There’s an old adage that we are supposed to work hard at those things we find difficult, that it gives us character. My belief is that I already have plenty of character. If I had any more, little men in white coats would be chasing me with nets. I prefer to spend my energy on things I enjoy, like reading a good book or hiking in the wilderness. Or writing. I have little tolerance for doing things that I don’t do well or fail to interest me. In other words, the Protestant Ethic and I have serious compatibility problems.

But I can be stubborn. Math is a good example. In the fourth grade I discovered that long division was nasty. I got beyond that, but word problems gave me a complex. Two trains are hurtling at each other on the same track with Train A going 90 miles per hour and Train B going 70. They are 252.5296 miles apart. How long will it be before the Train A engineer says, “Ooooh shit!”

“At the same time as the Train B engineer does,” was my answer.

But not nearly as soon as I did. My own expletive arrived on my lips .0000001 seconds after seeing the problem on the blackboard. I concentrated on sending the teacher vibes. “Curt is not here today. You do not see Curt. You will not call on Curt.” But I continued plugging away at math and did fine in grade school. I even managed to ace Algebra I and Geometry. Algebra II was different. That’s when I ran head on into Miss Kaste. It was not a pleasant experience.

Miss Kaste, according to those who were seriously into math, was very good at what she did. Students leaving her class were reputed to have a solid foundation in the basics and be well prepared to move on to the ethereal worlds of calculus and trigonometry.

Basics, I quickly learned, meant that there was one way of coming up with answers and that way was chiseled in stone. One did not diverge from accepted formulas or leave out steps. Right answers obtained the wrong way were wrong answers. Wrong, wrong, wrong!

This created a problem. I had a true talent for coming up with right answers in my own way and this brought me unwanted attention. I could have lived with that except for another problem, Miss Kaste’s teaching technique. She oozed sarcasm. She made people cry. My response was to freeze up or act like a clown. I couldn’t tolerate it— or her. Math was eliminated from my future.
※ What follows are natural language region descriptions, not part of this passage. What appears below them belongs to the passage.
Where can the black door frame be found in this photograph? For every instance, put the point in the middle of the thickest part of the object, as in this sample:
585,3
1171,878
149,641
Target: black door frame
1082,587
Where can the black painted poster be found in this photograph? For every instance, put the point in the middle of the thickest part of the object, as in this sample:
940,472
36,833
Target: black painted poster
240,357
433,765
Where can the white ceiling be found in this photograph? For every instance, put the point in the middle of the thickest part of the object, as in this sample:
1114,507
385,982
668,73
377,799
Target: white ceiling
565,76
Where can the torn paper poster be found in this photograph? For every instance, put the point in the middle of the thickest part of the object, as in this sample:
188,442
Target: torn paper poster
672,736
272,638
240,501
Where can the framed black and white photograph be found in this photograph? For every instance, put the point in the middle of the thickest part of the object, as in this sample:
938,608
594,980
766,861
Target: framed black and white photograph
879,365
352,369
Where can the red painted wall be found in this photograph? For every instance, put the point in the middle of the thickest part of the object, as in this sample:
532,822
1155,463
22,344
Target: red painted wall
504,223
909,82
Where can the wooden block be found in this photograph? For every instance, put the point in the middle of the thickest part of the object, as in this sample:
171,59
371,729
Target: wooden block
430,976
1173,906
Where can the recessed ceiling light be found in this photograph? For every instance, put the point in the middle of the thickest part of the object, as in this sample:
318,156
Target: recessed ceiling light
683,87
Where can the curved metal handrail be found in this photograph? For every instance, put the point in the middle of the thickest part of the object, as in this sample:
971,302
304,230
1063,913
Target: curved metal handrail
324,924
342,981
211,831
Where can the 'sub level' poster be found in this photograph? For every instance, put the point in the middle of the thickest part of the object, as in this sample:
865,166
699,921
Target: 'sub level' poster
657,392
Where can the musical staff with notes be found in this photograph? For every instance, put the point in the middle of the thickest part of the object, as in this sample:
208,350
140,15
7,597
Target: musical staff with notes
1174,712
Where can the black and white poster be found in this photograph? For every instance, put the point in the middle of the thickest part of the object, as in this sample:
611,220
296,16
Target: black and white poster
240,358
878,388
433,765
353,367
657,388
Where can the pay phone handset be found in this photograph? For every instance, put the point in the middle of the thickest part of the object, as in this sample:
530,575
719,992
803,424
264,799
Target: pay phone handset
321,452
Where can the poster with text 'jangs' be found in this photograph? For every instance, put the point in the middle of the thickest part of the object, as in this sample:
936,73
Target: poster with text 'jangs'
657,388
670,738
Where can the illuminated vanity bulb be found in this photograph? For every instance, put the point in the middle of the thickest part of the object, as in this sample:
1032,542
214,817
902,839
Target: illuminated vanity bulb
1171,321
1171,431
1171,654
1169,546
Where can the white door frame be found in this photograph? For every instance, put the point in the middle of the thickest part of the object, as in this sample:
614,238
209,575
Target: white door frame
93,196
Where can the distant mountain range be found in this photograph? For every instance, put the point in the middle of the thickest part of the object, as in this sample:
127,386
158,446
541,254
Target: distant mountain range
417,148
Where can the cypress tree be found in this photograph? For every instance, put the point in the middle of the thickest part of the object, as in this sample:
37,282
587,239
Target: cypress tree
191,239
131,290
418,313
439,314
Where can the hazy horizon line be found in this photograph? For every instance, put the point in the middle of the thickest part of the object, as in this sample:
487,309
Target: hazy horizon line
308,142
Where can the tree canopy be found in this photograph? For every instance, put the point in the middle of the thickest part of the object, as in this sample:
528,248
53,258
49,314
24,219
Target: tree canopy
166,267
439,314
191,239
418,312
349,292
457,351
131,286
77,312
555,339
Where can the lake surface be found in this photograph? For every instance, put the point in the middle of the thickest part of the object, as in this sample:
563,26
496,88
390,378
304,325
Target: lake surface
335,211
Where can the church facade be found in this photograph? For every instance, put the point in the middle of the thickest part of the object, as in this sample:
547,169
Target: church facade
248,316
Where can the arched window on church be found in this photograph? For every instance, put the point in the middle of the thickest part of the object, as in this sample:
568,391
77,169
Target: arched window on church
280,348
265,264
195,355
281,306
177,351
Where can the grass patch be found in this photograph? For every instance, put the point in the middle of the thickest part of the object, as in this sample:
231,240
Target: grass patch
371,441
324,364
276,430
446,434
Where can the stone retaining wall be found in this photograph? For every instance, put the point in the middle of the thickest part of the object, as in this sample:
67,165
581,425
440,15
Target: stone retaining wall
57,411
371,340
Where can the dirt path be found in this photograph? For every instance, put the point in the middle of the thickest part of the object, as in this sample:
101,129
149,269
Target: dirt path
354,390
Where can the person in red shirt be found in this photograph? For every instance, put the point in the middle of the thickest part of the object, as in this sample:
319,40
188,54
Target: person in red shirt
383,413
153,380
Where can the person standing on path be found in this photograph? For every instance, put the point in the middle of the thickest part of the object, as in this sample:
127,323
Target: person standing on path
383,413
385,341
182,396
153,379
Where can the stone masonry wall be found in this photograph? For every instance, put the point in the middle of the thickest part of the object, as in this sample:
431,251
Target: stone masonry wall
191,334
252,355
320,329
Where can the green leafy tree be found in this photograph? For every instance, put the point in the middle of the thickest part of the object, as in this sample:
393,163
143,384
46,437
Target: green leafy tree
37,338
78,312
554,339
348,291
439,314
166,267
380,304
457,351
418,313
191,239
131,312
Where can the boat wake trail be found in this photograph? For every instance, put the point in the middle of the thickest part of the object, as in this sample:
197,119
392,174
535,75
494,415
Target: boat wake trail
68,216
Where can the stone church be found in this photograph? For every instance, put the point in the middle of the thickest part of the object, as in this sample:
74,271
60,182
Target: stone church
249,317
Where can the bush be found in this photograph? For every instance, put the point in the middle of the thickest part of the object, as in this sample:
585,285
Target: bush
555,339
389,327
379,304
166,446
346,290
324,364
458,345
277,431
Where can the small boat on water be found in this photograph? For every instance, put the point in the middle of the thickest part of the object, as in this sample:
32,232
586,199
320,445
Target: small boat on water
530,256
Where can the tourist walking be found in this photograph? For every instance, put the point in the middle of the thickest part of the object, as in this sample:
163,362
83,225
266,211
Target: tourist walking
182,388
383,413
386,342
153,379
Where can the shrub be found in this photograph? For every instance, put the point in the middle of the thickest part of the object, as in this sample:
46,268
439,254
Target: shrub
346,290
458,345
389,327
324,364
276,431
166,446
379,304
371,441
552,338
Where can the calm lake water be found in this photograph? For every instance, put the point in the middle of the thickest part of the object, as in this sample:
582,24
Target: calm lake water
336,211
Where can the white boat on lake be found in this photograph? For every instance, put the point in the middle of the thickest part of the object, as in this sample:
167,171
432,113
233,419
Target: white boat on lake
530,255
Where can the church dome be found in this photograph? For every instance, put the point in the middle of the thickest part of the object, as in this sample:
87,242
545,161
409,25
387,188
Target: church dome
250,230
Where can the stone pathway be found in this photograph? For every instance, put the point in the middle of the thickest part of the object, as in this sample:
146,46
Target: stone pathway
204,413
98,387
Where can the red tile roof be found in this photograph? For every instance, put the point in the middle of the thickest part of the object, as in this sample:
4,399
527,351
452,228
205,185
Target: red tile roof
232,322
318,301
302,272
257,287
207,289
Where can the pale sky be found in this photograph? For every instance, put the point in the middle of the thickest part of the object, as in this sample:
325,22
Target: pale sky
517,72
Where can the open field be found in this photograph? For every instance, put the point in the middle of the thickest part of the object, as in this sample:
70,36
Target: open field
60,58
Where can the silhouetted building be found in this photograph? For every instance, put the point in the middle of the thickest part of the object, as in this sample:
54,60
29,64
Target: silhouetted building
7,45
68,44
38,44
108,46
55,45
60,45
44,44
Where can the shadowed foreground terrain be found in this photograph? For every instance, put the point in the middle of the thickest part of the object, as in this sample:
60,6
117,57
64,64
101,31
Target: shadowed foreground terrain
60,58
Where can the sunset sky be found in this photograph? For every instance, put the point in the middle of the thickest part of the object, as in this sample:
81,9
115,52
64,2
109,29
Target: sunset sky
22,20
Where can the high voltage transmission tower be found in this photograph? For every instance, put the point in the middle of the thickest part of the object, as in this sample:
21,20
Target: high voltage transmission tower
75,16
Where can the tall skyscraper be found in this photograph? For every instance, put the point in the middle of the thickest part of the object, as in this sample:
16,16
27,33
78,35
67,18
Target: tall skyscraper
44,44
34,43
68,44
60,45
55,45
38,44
Once again, it speaks to the power of teachers to turn students on, or off, to various subjects. I wasn’t a total dunce at math. Ironically, I scored in the 95th percentile on the Iowa Test in math the same year. Theoretically, that placed me in the top five percent of math students. I wasn’t a genius, but I could have/should have done better.

There was plenty of time while sitting in ER bleeding to contemplate my future as a scientist. My conclusion: there wasn’t one. Even though I enjoyed botany and geology, I decided that the best way to avoid long-dead animals, smelly chemicals, labs and math would be to choose a career that depended on subjects I enjoyed, and made use of my verbal ability and organizational skills.

Looking back, (hindsight, mind you), I am not too surprised about the paths I chose to follow in my life. They were right for me. No regrets. But given I’ve always found science enjoyable from a lay perspective as an adult, I sometimes regret I didn’t obtain a better background in high school and college. My bad.